Sótanos, bodegas, depósitos y galerías pueden sobrevivir durante siglos bajo edificios transformados innumerables veces.
¿Pasadizos defensivos?
La tradición oral de Alcañiz ha relacionado estos espacios con posibles galerías medievales de carácter defensivo que habrían permitido desplazarse o escapar durante un asedio.
Sin embargo, esta interpretación debe entenderse como tradición transmitida popularmente y no como una función demostrada para toda la red subterránea.
Espacios transformados
Lo que contemplamos actualmente es resultado de diferentes ampliaciones y reutilizaciones.
Las necesidades de cada época fueron modificando los espacios subterráneos y adaptándolos a nuevas funciones.
La bodega medieval
Una de las estructuras más interesantes del recorrido es una bodega del siglo XV.
Su situación estaba estrechamente relacionada con el área comercial de la ciudad y con la cercana Lonja.
Conservar bajo tierra
Los espacios subterráneos ofrecen condiciones ambientales más estables que el exterior.
Por ello fueron utilizados tradicionalmente para almacenar vino, alimentos y otros productos sensibles a los cambios de temperatura.
La nevera
Otra de las grandes sorpresas del recorrido es una nevera de finales del siglo XVII.

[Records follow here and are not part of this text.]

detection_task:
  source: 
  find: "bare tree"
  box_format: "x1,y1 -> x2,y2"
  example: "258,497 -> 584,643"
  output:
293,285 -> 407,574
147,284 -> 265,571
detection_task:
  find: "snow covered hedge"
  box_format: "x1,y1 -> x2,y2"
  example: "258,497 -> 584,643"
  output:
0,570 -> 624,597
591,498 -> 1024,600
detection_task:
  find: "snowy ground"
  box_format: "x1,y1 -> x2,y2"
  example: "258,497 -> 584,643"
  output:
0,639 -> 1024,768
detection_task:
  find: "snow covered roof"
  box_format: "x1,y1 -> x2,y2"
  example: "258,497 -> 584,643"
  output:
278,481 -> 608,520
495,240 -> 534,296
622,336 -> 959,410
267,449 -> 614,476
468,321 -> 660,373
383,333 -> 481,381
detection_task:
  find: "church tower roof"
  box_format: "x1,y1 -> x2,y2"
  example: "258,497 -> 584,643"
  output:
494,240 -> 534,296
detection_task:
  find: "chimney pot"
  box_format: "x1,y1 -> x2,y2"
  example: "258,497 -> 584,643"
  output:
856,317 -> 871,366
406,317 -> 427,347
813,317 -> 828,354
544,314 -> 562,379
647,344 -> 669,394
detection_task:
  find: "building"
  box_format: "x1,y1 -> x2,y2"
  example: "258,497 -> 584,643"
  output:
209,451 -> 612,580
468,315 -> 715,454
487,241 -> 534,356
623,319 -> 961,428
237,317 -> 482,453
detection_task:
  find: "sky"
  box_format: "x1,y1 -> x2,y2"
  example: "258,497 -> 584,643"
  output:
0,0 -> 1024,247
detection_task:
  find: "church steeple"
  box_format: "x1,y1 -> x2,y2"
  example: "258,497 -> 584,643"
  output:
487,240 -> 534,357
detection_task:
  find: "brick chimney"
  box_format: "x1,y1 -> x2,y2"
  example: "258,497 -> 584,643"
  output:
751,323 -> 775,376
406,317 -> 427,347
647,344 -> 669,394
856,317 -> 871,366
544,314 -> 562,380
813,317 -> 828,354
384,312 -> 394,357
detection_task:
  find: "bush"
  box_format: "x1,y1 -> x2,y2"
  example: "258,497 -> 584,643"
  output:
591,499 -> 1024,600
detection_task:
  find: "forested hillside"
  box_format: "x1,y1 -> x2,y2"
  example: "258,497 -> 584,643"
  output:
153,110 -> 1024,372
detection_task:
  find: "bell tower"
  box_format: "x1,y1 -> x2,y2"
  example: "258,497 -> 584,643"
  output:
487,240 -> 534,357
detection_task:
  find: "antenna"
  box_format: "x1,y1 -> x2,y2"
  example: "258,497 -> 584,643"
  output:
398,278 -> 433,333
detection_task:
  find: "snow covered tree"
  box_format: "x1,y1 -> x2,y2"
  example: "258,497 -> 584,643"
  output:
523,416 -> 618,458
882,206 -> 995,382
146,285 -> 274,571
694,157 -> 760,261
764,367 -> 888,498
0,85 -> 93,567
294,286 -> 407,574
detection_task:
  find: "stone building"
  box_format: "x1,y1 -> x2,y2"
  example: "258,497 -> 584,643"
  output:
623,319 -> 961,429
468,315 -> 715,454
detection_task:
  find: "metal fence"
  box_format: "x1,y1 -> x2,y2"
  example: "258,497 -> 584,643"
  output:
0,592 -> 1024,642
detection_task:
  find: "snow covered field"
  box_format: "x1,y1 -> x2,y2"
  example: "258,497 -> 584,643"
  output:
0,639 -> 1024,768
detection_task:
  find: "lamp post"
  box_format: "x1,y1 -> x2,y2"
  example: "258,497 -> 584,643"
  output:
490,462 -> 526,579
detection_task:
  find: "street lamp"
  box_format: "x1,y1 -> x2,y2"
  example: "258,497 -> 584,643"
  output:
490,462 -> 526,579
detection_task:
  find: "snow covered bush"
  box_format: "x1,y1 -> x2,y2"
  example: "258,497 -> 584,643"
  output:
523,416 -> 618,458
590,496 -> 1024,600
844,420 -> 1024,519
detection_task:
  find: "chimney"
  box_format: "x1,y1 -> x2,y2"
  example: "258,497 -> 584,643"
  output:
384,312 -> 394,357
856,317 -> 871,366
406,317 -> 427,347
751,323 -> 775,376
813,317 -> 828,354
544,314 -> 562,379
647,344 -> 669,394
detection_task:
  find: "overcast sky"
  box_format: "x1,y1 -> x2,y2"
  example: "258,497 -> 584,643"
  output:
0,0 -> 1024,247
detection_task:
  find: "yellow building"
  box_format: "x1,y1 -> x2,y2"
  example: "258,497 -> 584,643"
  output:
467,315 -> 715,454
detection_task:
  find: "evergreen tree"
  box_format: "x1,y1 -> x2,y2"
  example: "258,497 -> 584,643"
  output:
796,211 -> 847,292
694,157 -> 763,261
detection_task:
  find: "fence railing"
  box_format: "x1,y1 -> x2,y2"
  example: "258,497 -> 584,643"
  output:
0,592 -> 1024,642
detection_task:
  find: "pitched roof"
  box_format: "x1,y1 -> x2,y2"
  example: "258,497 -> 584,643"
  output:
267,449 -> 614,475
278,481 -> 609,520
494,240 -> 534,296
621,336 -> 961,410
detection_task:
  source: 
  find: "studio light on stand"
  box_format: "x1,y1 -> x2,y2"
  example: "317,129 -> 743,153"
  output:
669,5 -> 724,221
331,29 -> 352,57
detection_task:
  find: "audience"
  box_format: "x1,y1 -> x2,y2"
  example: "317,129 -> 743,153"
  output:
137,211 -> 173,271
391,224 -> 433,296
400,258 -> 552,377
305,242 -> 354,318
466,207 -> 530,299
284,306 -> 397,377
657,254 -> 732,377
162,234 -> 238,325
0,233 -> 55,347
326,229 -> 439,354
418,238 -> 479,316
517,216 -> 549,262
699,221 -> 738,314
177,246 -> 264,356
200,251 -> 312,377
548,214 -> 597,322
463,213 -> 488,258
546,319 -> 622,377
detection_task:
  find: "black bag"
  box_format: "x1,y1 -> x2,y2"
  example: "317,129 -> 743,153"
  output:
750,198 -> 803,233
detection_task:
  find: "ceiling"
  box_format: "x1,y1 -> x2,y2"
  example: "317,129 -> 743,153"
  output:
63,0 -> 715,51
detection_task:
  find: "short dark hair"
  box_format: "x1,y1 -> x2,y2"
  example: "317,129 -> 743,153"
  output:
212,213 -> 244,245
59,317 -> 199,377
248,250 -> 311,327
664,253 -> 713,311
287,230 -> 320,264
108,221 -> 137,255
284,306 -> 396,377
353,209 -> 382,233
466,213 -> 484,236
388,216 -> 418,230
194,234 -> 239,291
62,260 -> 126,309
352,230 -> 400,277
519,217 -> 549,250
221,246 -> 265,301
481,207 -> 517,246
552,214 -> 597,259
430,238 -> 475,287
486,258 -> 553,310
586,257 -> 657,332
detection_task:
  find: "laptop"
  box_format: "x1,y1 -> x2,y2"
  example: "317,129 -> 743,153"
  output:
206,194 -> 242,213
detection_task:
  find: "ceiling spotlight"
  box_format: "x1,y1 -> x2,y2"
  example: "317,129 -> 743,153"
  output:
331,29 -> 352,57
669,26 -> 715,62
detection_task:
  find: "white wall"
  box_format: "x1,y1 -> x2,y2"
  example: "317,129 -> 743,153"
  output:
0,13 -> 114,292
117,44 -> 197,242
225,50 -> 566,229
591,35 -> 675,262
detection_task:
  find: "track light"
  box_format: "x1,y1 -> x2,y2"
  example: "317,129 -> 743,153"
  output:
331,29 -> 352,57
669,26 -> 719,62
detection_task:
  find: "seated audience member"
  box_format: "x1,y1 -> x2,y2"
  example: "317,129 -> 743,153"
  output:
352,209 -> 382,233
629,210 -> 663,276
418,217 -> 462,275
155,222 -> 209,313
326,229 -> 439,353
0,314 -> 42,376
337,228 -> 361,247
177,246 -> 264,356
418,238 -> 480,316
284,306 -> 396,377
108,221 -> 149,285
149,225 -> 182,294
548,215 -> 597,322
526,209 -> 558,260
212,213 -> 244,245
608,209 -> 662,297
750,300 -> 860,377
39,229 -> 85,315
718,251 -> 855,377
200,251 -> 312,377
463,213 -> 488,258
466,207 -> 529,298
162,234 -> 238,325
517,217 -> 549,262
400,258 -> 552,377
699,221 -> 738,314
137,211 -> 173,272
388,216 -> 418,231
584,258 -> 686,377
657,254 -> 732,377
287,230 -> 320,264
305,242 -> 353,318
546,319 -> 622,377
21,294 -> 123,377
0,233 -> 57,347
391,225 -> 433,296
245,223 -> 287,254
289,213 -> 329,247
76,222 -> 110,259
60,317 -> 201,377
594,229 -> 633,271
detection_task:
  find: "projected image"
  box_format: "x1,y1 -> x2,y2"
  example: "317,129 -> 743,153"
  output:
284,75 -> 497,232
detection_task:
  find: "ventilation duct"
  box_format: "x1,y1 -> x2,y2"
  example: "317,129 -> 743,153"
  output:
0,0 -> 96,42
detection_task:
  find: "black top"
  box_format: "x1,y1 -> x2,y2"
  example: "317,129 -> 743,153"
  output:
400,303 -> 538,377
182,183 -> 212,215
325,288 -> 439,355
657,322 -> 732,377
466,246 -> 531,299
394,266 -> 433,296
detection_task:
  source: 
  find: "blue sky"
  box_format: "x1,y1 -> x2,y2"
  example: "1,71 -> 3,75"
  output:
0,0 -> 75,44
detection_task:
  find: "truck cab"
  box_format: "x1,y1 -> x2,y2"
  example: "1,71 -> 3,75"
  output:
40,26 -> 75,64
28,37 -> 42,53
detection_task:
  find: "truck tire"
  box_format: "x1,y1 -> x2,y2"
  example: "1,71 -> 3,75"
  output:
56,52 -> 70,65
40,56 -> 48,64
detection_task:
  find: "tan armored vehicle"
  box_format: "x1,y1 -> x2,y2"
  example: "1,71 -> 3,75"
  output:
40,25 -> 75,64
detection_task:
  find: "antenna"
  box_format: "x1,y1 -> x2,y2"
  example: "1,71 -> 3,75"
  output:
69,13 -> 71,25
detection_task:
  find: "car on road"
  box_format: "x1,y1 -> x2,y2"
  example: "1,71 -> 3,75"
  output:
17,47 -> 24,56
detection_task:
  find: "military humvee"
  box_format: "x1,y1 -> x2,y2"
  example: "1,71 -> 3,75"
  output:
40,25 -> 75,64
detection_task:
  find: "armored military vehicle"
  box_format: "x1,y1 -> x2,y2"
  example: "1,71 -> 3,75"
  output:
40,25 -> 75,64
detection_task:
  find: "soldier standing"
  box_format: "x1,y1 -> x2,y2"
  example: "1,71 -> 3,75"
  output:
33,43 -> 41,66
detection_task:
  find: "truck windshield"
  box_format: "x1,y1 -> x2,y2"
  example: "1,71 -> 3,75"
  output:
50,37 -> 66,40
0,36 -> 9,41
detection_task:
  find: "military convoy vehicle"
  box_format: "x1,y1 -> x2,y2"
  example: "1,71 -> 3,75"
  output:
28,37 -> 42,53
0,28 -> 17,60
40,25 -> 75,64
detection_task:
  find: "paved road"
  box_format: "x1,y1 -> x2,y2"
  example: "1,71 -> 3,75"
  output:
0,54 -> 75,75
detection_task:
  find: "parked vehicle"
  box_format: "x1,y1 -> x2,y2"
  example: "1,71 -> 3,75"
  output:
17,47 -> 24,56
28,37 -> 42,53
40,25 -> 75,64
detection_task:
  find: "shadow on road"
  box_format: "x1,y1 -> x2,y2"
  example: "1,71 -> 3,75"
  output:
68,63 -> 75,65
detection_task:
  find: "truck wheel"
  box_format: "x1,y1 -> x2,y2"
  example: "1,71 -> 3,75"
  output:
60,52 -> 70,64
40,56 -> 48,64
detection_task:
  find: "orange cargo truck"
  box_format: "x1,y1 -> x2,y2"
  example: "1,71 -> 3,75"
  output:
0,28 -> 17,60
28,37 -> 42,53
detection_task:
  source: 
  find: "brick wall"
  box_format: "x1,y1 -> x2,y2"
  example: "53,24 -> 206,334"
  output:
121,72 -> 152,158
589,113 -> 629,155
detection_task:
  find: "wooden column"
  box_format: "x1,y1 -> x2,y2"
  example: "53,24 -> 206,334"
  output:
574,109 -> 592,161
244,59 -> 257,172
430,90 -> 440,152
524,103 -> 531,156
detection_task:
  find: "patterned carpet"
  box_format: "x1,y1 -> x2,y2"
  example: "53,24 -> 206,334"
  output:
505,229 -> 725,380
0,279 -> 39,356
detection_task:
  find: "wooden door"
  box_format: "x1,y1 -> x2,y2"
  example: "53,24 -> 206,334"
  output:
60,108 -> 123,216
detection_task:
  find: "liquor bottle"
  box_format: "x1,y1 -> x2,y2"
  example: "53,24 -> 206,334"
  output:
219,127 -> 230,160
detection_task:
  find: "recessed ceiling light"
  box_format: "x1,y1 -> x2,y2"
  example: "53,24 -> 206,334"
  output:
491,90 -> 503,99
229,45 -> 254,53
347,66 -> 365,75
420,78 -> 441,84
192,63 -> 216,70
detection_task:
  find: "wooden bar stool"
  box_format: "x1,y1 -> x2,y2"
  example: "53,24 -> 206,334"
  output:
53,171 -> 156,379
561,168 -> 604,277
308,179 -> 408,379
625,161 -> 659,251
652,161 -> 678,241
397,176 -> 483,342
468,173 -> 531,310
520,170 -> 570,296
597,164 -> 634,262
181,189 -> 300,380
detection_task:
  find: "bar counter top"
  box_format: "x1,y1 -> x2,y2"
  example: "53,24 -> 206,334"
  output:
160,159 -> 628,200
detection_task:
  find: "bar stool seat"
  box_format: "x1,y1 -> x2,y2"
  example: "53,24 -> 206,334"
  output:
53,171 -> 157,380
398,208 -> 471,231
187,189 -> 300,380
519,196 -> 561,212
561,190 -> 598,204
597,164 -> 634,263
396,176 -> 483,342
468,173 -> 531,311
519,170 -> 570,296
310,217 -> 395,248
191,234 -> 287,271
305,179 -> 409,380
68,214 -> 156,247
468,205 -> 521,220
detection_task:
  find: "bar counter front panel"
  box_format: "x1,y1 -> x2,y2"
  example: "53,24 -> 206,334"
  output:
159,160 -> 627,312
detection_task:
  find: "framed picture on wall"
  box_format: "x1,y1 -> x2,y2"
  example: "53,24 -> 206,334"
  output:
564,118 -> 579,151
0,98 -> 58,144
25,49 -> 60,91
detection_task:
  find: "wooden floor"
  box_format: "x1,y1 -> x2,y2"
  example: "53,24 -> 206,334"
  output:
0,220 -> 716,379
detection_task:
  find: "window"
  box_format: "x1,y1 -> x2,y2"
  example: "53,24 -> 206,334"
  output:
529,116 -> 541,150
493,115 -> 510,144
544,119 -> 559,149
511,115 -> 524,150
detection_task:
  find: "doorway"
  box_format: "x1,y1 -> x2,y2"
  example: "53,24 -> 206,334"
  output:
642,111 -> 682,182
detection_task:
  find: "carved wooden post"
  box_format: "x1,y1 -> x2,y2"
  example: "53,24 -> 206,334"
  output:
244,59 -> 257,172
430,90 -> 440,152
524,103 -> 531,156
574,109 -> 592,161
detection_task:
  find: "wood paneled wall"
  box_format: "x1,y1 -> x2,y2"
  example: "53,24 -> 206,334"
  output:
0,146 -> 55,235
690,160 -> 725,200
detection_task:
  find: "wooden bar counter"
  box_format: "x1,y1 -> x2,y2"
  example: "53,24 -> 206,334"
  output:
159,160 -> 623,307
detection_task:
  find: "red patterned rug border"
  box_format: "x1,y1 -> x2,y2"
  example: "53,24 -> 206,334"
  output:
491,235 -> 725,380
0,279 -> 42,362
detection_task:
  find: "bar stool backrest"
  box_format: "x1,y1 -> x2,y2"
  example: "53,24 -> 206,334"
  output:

Antes de la invención de la refrigeración mecánica, conservar hielo durante meses requería grandes depósitos especialmente diseñados.
Guardar el invierno para el verano
La nieve y el hielo recogidos durante los meses fríos podían almacenarse compactados en pozos y neveras.
El aislamiento proporcionado por los gruesos muros y el terreno permitía conservar una parte durante la estación cálida.
¿Para qué servía el hielo?
El hielo era utilizado tanto para usos gastronómicos como medicinales.
Su producción, almacenamiento y distribución llegó a constituir una actividad económica perfectamente organizada.
Una red de abastecimiento
La nevera urbana de Alcañiz se abastecía también de otros depósitos situados fuera de la población.
Esto demuestra que el comercio de nieve y hielo requería una verdadera red de producción y transporte.
Las Bóvedas del Frío
La nevera forma parte del patrimonio relacionado con las denominadas Bóvedas del Frío del Bajo Aragón, conjunto de construcciones históricas destinadas a almacenar nieve y hielo.
Estos edificios permiten conocer una tecnología prácticamente desaparecida de la vida cotidiana.
La Plaza de España sobre nuestras cabezas
Uno de los aspectos más interesantes de la visita es comprender la relación entre los espacios subterráneos y la ciudad de la superficie.
Mientras arriba se desarrollaban mercados, reuniones y actividad urbana, bajo tierra existían bodegas y almacenes indispensables para aquella misma sociedad.
Qué observar
Fíjate en las diferencias entre los distintos espacios.
Muros, bóvedas y modificaciones pueden revelar que no todo fue construido al mismo tiempo ni para la misma función.
Y recuerda especialmente la diferencia entre documentación y tradición: la bodega y la nevera permiten identificar usos históricos concretos, mientras que la interpretación defensiva de determinados pasadizos forma parte de la tradición oral de Alcañiz.
Precisamente esa mezcla de arqueología, arquitectura y memoria popular convierte el subsuelo en una segunda ciudad escondida bajo el Alcañiz que vemos hoy.